Number of CPU logical cores. Default is 0 (using all available cores).

verbose

Whether info should be printed.

seed

Random seed number to replicate a previously fitted forest. Internally, the xoshiro256++ generator is used. If not specified, a seed will be generated automatically and recorded.

...

Additional arguments.

Value

A RLT fitted object, constructed as a list consisting

FittedForest

Fitted tree structures

VarImp

Variable importance measures, if importance = TRUE

Prediction

Out-of-bag prediction

Error

Out-of-bag prediction error, adaptive to the model type

ObsTrack

Provided if resample.track = TRUE, var.mode != "none", or if resample.preset was supplied. This is an n \(\times\) ntrees matrix that has the same meaning as resample.preset.

For classification forests, these items are further provided or will replace the regression version

NClass

The number of classes

Prob

Out-of-bag predicted probability

For survival forests, these items are further provided or will replace the regression version

timepoints

ordered observed failure times

NFail

The number of observed failure times

Prediction

Out-of-bag prediction of hazard function

References

  • Zhu, R., Zeng, D., & Kosorok, M. R. (2015) "Reinforcement Learning Trees." Journal of the American Statistical Association. 110(512), 1770-1784.

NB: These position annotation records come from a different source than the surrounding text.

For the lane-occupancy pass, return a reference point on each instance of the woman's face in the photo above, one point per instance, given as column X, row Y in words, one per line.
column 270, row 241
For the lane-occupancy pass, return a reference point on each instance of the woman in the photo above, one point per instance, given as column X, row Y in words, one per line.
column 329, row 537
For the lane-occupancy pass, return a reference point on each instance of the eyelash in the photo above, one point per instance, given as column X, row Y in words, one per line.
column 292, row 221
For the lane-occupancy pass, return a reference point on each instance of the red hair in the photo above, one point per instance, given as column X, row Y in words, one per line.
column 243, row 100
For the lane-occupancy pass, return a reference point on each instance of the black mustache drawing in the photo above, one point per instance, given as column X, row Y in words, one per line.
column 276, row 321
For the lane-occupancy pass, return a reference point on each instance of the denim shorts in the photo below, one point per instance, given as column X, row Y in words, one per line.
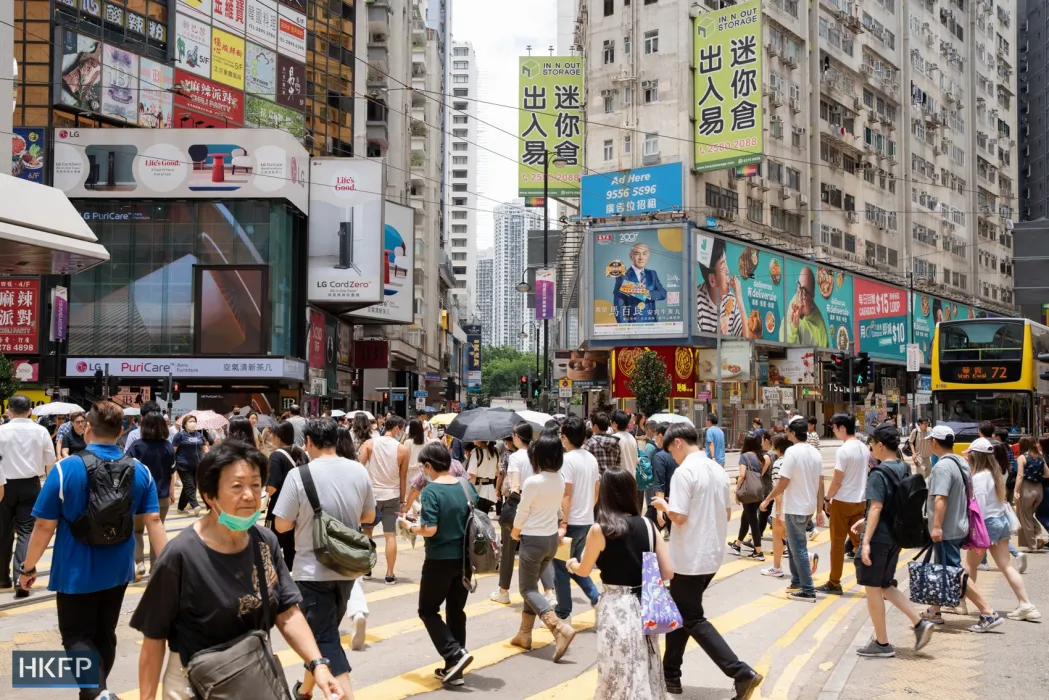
column 998, row 528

  • Xu, T., Zhu, R., & Shao, X. (2023) "On Variance Estimation of Random Forests with Infinite-Order U-statistics." arXiv preprint arXiv:2202.09008.

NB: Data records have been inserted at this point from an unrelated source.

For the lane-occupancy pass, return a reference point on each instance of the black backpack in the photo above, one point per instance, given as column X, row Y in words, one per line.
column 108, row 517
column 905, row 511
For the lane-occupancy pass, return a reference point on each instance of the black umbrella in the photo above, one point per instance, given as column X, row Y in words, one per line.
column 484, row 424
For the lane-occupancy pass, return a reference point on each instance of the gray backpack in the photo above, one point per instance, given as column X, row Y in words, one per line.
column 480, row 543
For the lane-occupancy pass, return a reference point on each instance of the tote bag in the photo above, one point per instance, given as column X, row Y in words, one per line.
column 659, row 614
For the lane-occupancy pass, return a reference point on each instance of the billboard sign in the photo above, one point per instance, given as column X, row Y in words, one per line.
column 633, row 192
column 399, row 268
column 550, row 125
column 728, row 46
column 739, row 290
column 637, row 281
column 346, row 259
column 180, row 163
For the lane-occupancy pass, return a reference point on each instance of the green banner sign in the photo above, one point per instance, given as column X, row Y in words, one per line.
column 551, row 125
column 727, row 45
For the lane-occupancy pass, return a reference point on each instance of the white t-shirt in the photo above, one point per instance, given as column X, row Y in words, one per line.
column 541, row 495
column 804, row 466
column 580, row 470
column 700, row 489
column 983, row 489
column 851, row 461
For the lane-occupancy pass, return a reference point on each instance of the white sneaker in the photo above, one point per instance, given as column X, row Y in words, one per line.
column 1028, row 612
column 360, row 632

  • Formentini, S. E., Wei L., & Zhu, R. (2022) "Confidence Band Estimation for Survival Random Forests." arXiv preprint arXiv:2204.12038.

Examples

# \donttest{
  set.seed(42)
  x <- matrix(rnorm(300 * 5), ncol = 5)
  y <- rowSums(x[, 1:2]) + rnorm(300)
  fit <- RLT(x, y, ntrees = 100)
  print(fit)
#> -----------------------------------------
#> RLT Regression Forest
#> -----------------------------------------
#>               (N, P) = (300, 5)
#>           # of trees = 100
#>         (mtry, nmin) = (2, 5)
#>       split generate = Best
#>             sampling = 100% w/ replace
#>           importance = none
#>             OOB MSE = 1.385 (R2 = 0.5361)
#> -----------------------------------------
# }